Aucun quai n'attend le navire à Agats. Le bateau mouille au large de la baie de Flamingo, devant un littoral de mangroves si plat que la mer et la terre semblent hésiter sur leur frontière, et les Zodiac attendent la marée pour franchir les bancs de vase. Cette approche patiente donne le ton : on n'aborde pas la côte des Asmat, au sud de la Papouasie indonésienne, comme une escale ordinaire. On y entre avec humilité, dans l'un des territoires les plus isolés que la croisière d'expédition permette d'approcher.
Une ville entière sur pilotis
Agats, chef-lieu de la région Asmat, s'élève tout entière au-dessus de la boue et des marées : maisons, écoles, mosquées, églises et commerces reposent sur des pilotis, reliés par un réseau de passerelles de bois et de béton qui tient lieu de rues. Aucune voiture ici — on circule à pied ou en scooter électrique sur ces trottoirs suspendus, dans un ballet presque silencieux qui surprend tous les visiteurs, rythmé par les cloches des vélos et les salutations des écoliers. Sous les planches, l'eau monte et descend deux fois par jour, rappelant qui commande vraiment sur cette côte.
Un musée pour un grand art
L'art des Asmat compte parmi les traditions de sculpture sur bois les plus admirées du Pacifique, présent dans les collections des grands musées du monde. Sur place, le musée de la Culture et du Progrès, fondé en 1973 par des missionnaires, en rassemble un ensemble exceptionnel : poteaux funéraires bisj sculptés d'ancêtres enchevêtrés, boucliers, tambours, proues de pirogues. La visite éclaire le lien profond entre la forêt, les ancêtres et la sculpture, chaque œuvre racontant une généalogie ou une promesse faite aux disparus. Les maîtres sculpteurs, les wow-ipits, jouissent ici d'un prestige comparable à celui des grands chefs, et leurs outils se transmettent comme des héritages.
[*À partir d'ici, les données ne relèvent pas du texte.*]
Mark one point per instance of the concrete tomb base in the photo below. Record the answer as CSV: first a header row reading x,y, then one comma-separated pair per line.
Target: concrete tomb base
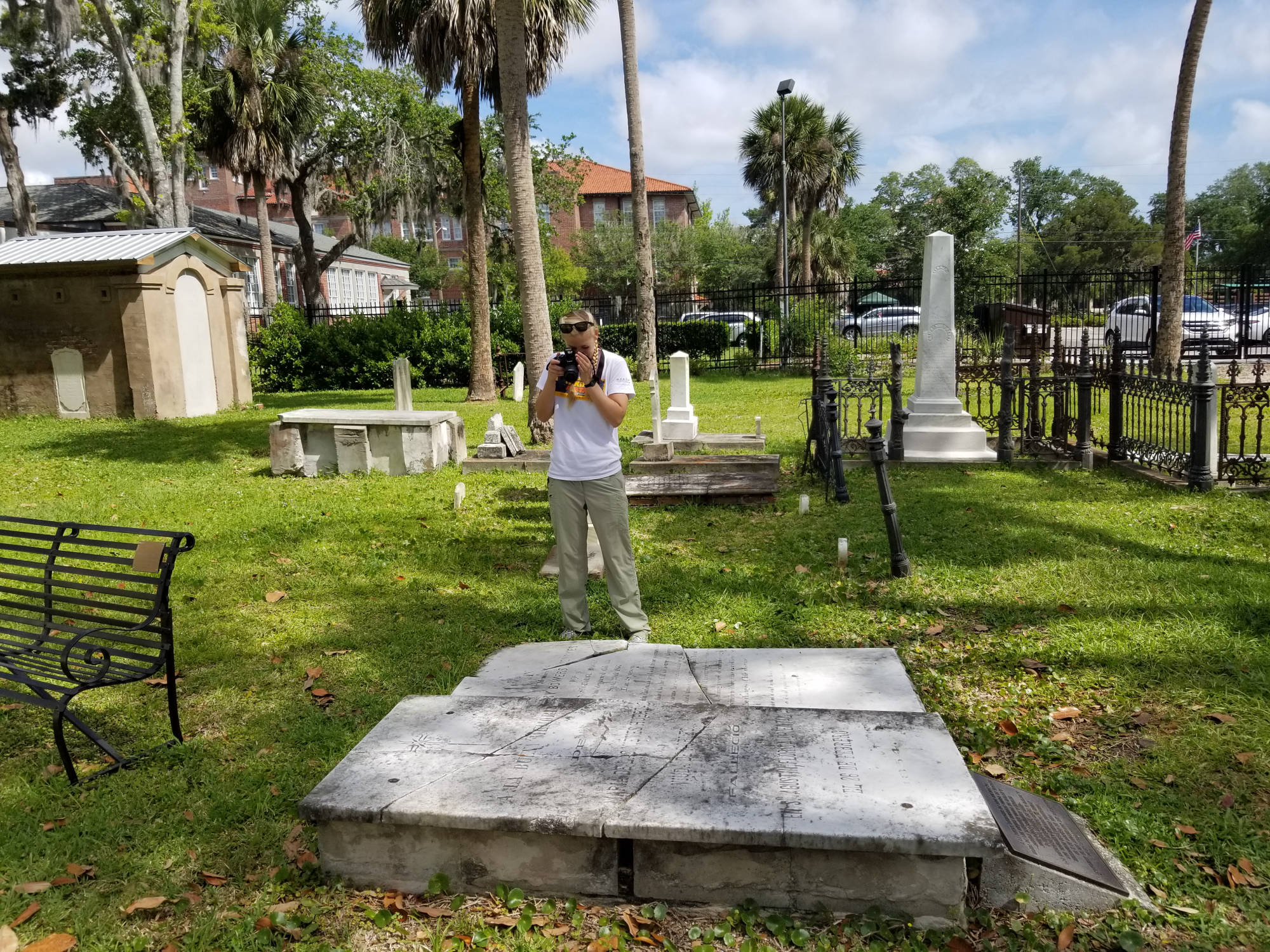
x,y
394,442
802,779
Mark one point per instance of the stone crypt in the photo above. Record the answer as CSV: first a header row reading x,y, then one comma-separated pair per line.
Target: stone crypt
x,y
801,779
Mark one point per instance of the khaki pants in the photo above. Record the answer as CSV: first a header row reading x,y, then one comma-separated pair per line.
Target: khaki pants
x,y
606,503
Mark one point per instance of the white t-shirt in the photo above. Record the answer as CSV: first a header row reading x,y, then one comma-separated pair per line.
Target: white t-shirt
x,y
585,446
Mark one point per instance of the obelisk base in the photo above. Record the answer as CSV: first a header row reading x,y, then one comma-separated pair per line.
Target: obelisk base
x,y
942,431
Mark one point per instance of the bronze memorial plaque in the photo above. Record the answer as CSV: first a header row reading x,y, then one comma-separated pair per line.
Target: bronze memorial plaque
x,y
1041,830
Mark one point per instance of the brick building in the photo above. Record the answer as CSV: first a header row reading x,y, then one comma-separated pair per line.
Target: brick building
x,y
605,195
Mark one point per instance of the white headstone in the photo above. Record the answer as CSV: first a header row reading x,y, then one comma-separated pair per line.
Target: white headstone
x,y
403,394
939,428
655,392
680,422
69,380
Rencontres, tambours et pirogues
Les escales des navires d'expédition donnent souvent lieu à un accueil cérémoniel : pirogues effilées menées debout à la pagaie, tambours, chants et danses sur les passerelles ou devant la maison des hommes. Les sculpteurs ouvrent volontiers leurs ateliers, et les œuvres s'achètent ici à la source, soutenant directement les familles. Ces rencontres, encadrées par les guides locaux, comptent parmi les plus fortes qu'offre la navigation en Asie du Sud-Est — à vivre avec respect, appareil photo discret et sourire en bandoulière.
La mangrove au lever du jour
Autour de la ville s'étend l'un des plus vastes ensembles de mangroves et de marécages de la planète, royaume des crocodiles marins, des oiseaux et des palétuviers géants. Les sorties en Zodiac au lever du jour, quand la brume traîne encore sur les chenaux, révèlent ce labyrinthe amphibie dans une lumière douce; on coupe alors les moteurs pour écouter la forêt s'éveiller. C'est le contrepoint sauvage de la visite d'Agats, et bien des passagers le placent au sommet de leurs souvenirs.
À savoir avant de débarquer
- Débarquement en Zodiac, tributaire des marées : les horaires peuvent changer au dernier moment.
- Passerelles parfois glissantes : chaussures fermées à semelles adhérentes recommandées.
- Climat équatorial, chaleur humide : eau, chapeau et vêtements légers à manches longues.
- Achats d'art : privilégier les ateliers et le marché aux sculptures, en argent comptant.
Quand les Zodiac regagnent le navire entre les bancs de vase, chacun sent qu'il vient de toucher un monde à part, où l'art naît de la boue et de la forêt depuis des générations. Agats ne se visite pas : elle se rencontre. Et cette rencontre-là continue de travailler l'esprit longtemps après que la côte s'est fondue dans la brume de chaleur.